Policy

Watch the Drones

Pakistani terror

|

The Obama administration claims its drone program, which uses missiles fired by unmanned aircraft to kill people in countries such as Pakistan and Yemen, allows precise targeting of terrorist threats. But a September 2012 study based on interviews with more than 100 people in affected areas of Pakistan concludes that the impact on civilians has been much more extensive than the U.S. government wants the public to believe. 

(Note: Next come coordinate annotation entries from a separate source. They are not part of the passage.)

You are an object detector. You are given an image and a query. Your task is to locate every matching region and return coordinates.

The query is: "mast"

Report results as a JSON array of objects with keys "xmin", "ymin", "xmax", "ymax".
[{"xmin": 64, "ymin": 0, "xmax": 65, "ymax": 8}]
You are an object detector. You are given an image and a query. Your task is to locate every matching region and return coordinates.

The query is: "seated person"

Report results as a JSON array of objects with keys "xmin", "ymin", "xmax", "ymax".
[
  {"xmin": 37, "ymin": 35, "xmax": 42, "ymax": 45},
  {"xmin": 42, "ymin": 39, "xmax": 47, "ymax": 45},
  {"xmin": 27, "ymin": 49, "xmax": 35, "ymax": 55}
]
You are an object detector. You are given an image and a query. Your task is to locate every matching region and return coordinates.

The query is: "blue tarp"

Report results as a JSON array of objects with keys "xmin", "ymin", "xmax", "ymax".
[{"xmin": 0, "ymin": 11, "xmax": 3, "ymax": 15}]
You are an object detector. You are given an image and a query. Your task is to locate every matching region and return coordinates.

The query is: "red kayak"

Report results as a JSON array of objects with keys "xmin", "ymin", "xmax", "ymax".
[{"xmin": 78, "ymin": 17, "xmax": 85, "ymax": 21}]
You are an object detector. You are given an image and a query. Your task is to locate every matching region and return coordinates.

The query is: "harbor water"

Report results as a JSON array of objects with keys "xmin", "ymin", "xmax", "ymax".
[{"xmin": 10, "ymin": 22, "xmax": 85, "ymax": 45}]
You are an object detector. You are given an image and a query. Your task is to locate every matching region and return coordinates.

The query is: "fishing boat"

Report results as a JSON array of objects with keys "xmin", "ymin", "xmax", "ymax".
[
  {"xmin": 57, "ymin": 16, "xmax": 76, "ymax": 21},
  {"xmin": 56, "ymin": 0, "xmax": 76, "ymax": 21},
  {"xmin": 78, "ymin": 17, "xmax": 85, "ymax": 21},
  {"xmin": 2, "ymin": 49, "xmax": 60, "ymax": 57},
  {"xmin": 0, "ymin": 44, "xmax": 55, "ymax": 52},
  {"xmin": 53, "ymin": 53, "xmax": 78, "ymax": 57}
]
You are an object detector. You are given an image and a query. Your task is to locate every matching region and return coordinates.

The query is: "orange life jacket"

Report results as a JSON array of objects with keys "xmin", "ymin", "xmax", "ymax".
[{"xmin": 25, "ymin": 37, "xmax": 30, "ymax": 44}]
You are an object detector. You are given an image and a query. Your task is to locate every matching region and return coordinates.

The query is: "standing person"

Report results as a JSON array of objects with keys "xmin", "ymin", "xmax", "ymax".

According to the report, prepared by New York University's Global Justice Clinic and Stanford University's International Human Rights and Conflict Resolution Clinic, American drone strikes have directly killed nearly 900 noncombatants, including 176 children, and injured more than 1,200 since June 2004. But the impact goes beyond that. The report notes that the strikes make it difficult to live normal lives, free from the fear of sudden death from the sky. Many Pakistanis in areas such as Islamabad, Peshawar, Lahore, and Rawalpindi are reluctant to meet in large public groups or to come to the aid of those injured in drone attacks, because rescuers also have been hit. 

The study argues that the U.S. government should care about these effects because they undermine the notion that the drone program makes Americans safer. "The number of 'high-level' targets killed as a percentage of total casualties is extremely low—estimated at just 2 percent," the study concludes. "Furthermore, evidence suggests that US strikes have facilitated recruitment to violent non-state armed groups, and motivated further violent attacks."